Well... I think what they'll probably do is continue testing - and they probably won't be widely deployed until they're as safe as human drivers (on average, they'll probably be safer in some ways and less safe in others). Soon after that, they'll be safer than humans (because they can share knowledge, are easy to upgrade, and once there's lots of them they'll be able to communicate in ways humans can't).. well, that is, if we keep going.
I say "if", because the more likely problem is Luddites who will want them banned after the first death, even if their overall safety record is better than humans. An enormous number of extra people will die because of how slowly we'll adopt self-driving cars. This is because people are dumb and ruled by emotional reactions: when people cause collisions (which they do thousands of times a day) it's just an accident, but the first time a self-driving car runs over a kid it's going to be pandemonium - and a good percentage of people will want to go back to the old higher death rates.
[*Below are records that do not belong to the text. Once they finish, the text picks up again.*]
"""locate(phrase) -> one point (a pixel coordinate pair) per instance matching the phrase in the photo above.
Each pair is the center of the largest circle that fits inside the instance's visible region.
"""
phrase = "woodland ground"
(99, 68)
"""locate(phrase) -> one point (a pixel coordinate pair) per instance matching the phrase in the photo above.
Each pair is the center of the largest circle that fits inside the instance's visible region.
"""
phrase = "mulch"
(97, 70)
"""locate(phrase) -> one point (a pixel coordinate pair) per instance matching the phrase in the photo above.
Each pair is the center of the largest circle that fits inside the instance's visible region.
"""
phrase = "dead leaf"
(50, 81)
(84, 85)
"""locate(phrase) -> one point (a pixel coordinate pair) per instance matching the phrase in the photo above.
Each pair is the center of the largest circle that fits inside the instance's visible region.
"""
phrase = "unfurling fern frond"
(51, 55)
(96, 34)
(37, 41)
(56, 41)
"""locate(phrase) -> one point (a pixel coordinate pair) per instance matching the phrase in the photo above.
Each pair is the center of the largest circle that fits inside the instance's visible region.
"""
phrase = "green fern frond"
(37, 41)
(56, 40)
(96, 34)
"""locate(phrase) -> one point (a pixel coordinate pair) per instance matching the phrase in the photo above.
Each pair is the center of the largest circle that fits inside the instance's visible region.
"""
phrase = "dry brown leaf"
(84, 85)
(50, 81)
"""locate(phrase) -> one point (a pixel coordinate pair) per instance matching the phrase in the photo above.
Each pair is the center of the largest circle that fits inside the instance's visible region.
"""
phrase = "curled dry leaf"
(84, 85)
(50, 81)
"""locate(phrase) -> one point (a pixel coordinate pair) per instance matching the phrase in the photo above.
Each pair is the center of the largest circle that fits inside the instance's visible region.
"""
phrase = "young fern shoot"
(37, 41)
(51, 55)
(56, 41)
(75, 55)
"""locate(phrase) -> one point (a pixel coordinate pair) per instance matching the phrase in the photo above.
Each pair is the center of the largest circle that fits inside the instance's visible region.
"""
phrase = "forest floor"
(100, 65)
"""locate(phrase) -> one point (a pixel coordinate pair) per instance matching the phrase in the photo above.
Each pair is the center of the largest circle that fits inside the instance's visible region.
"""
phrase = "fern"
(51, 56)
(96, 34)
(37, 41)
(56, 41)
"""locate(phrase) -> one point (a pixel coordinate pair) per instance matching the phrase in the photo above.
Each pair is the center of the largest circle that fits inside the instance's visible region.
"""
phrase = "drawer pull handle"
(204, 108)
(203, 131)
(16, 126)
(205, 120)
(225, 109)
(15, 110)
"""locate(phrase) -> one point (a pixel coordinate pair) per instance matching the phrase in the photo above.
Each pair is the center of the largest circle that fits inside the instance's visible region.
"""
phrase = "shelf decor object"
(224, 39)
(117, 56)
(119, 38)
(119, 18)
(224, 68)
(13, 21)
As to your argument, it's difficult to compare a computer to an ant or a person on some single scale of intelligence. An ant is very good at some things, but completely incapable at most everything else. Computers exceed humans at many tasks, while lagging behind in others. No computer today could learn how to drive well by itself, or have much conception of what driving is - but we've demonstrated that computers, designed and refined over time by people, can get very good at complex tasks. I think we're still a ways off from having safe computer drivers, but it's not in any way impossible or far distant; computers are already much closer to "humans" than "ants" on the "ability to drive" standard, and there's no reason they couldn't be better than humans at driving within the next 10-20 years.